While Michal is right about the asynchronous nature of write request, I would like to elaborate a bit more on why packets might be not sent during repeatable writes without response.
I have recently experimented with BLE throughput under different conditions and found the following. When you repeatably write data for characteristic supporting write without response, it first gathers in the internal buffer. If you write too fast, this buffer overflows and all the data that doesn't make it into the buffer gets silently discarded. This has nothing to do with synchronous/asynchronous structure of BLE writes, it's just an iOS implementation of the internal buffer. As I figured out, on iPhone 6 running iOS 9 and connected to a single peripheral device, the available buffer size is around 3kb for uni-directional transfer, for bi-directional transfer its size decreases. So to prevent data loss you should ensure the buffer doesn't get overflown. You cannot control it at iOS side, but you can add some integrity checks to the data transfer protocol you use and orchestrate flow control from the peripheral side to e.g. retransmit lost packets.
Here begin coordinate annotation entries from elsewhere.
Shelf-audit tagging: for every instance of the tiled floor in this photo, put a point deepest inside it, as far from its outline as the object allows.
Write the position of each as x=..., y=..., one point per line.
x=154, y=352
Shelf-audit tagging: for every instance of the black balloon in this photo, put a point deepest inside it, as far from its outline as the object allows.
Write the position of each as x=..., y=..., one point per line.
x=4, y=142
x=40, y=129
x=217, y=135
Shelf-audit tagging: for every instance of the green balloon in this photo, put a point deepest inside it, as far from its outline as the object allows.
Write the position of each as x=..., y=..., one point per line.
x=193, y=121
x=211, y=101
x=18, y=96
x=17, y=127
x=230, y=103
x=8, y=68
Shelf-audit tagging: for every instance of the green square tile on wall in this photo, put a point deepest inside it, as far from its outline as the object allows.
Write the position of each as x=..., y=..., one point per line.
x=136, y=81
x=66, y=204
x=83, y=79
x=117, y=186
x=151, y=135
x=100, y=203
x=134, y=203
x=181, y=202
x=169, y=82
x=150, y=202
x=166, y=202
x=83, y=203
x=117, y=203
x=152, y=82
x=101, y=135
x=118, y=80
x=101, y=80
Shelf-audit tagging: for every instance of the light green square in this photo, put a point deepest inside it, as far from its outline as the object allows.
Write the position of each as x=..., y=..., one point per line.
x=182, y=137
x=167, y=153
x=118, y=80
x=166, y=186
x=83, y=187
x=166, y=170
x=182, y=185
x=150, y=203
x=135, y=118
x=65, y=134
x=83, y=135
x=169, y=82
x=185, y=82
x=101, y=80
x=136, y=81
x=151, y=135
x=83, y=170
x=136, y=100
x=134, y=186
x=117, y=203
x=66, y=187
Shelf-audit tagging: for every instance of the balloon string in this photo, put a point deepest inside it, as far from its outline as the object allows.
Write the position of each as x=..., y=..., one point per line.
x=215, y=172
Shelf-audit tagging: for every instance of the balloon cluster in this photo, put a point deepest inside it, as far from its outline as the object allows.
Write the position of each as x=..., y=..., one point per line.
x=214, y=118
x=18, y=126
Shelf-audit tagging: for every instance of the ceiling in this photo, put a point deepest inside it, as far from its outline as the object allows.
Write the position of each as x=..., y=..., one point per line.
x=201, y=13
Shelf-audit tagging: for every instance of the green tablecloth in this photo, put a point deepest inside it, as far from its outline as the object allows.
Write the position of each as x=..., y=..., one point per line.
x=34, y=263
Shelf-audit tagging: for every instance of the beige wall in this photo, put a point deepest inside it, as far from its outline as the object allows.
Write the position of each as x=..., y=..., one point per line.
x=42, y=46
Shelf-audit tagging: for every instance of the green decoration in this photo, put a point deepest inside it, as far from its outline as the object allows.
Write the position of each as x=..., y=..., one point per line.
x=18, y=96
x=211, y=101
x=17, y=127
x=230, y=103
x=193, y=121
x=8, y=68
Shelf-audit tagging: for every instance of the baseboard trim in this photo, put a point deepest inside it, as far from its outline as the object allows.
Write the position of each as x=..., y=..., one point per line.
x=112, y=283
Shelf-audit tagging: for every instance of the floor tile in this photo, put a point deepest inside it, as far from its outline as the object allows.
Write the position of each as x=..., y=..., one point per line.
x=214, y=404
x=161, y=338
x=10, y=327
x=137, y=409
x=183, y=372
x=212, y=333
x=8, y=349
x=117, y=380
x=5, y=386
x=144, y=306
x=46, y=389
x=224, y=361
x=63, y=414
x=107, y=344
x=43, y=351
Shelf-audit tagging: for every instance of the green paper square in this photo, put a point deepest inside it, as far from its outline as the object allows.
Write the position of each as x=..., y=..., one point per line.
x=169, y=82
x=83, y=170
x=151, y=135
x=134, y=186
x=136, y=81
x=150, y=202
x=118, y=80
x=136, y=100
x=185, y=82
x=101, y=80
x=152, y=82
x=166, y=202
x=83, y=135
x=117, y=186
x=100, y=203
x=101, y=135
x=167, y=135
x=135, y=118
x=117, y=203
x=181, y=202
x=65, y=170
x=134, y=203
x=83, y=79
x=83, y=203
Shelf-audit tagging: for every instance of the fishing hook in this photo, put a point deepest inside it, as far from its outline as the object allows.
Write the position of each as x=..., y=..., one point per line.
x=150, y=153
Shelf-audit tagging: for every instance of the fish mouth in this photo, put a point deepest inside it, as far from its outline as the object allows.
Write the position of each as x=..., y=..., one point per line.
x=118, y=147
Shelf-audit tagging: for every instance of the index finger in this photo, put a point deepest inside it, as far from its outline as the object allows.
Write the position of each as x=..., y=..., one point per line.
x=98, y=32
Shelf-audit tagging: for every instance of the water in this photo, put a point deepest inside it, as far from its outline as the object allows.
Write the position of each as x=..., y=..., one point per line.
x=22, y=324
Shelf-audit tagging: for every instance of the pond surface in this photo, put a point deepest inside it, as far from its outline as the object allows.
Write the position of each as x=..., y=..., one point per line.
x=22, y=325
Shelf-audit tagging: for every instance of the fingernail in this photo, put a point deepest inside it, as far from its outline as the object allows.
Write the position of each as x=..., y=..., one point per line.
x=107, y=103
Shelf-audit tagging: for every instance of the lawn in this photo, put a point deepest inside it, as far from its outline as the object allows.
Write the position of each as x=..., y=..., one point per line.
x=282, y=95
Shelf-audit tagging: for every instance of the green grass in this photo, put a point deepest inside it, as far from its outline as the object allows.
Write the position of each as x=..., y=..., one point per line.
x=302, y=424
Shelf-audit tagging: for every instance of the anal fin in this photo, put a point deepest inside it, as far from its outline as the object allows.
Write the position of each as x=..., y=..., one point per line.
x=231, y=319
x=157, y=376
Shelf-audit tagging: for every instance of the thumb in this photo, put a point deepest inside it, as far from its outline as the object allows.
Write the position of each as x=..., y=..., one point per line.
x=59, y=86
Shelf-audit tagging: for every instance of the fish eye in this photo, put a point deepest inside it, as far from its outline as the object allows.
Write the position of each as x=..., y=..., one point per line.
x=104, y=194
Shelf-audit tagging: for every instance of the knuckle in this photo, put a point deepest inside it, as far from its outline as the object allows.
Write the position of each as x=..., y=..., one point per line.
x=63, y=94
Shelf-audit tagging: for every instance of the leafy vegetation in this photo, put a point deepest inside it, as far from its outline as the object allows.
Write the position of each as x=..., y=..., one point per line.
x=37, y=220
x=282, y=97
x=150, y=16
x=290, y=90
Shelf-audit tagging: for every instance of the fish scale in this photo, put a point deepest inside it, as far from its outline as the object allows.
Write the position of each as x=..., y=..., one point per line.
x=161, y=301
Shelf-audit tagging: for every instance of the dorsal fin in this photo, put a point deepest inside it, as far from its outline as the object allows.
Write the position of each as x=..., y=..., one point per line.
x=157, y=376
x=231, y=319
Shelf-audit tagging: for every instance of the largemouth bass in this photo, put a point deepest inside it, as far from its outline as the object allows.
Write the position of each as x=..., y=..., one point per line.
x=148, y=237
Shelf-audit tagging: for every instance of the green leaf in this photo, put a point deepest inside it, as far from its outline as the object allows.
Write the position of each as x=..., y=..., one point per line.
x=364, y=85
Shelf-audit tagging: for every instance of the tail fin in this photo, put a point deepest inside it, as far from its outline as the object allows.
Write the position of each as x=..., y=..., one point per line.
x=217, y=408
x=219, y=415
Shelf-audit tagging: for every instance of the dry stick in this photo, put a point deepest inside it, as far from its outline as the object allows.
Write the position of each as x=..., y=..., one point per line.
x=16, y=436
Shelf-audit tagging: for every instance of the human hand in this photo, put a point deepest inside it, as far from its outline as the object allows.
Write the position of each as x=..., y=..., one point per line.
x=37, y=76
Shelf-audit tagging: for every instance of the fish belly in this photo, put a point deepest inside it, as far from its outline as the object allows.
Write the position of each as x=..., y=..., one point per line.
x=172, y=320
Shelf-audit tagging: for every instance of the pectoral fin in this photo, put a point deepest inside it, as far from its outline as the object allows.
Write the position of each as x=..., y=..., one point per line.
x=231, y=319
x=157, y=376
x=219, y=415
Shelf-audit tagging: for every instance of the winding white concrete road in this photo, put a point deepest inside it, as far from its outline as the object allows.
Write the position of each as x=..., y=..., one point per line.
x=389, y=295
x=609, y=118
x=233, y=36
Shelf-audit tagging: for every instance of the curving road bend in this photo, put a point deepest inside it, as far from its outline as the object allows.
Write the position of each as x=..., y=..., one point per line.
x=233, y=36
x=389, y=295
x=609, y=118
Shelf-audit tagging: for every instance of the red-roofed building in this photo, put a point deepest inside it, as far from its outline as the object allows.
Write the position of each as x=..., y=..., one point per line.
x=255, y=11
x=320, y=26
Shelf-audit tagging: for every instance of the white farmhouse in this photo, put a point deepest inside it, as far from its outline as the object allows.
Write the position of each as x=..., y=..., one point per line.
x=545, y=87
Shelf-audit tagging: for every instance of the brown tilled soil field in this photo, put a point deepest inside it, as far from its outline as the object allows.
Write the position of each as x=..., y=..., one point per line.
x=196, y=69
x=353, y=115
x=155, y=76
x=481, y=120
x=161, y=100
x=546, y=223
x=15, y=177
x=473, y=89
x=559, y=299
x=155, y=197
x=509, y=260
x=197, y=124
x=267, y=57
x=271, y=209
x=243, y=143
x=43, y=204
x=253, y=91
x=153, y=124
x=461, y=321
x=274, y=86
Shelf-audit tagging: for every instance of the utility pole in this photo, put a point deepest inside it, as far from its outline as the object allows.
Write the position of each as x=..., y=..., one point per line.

It's funny, by the way, that in case of writes with responses you can write whatever large data to your characteristics (well, I didn't try too big values, but tried ones exceeding the MTU) and these data will be split into chunks and transmitted to the peer transparently for your code by iOS means without data loss. However, if the data sent to the characteristic will exceed MTU, you won't receive delivery callback.
Bluetooth Low Energy supports writing to the characteristic's value with or without response. In the latter case, the central won't receive any response from the peripheral, so it won't know whether write succeeded. In the former case, the central will be notified and Core Bluetooth will call peripheral:didWriteValueForCharacteristic:error: method from CBPeripheralDelegate; in the latter case, this method won't be called.
The documentation says:
When you call this method to write the value of a characteristic, the
peripheral calls the peripheral:didWriteValueForCharacteristic:error:
method of its delegate object only if you specified the write type as
CBCharacteristicWriteWithResponse.
I understand your colleague may have thought that instead of getting the write result in delegate method, you will get it in the return value. But actually you won't get any write result when using CBCharacteristicWriteWithoutResponse.
So writing to the characteristic's value will always be asynchrounous and the method will return immediately. If it didn't, it could block the main thread. And Core Bluetooth is designed to be used safely in from the main thread if you want to. For example, if you don't specify a dispatch queue for handling CBCentralManager's events, it will handle them in the main queue by default.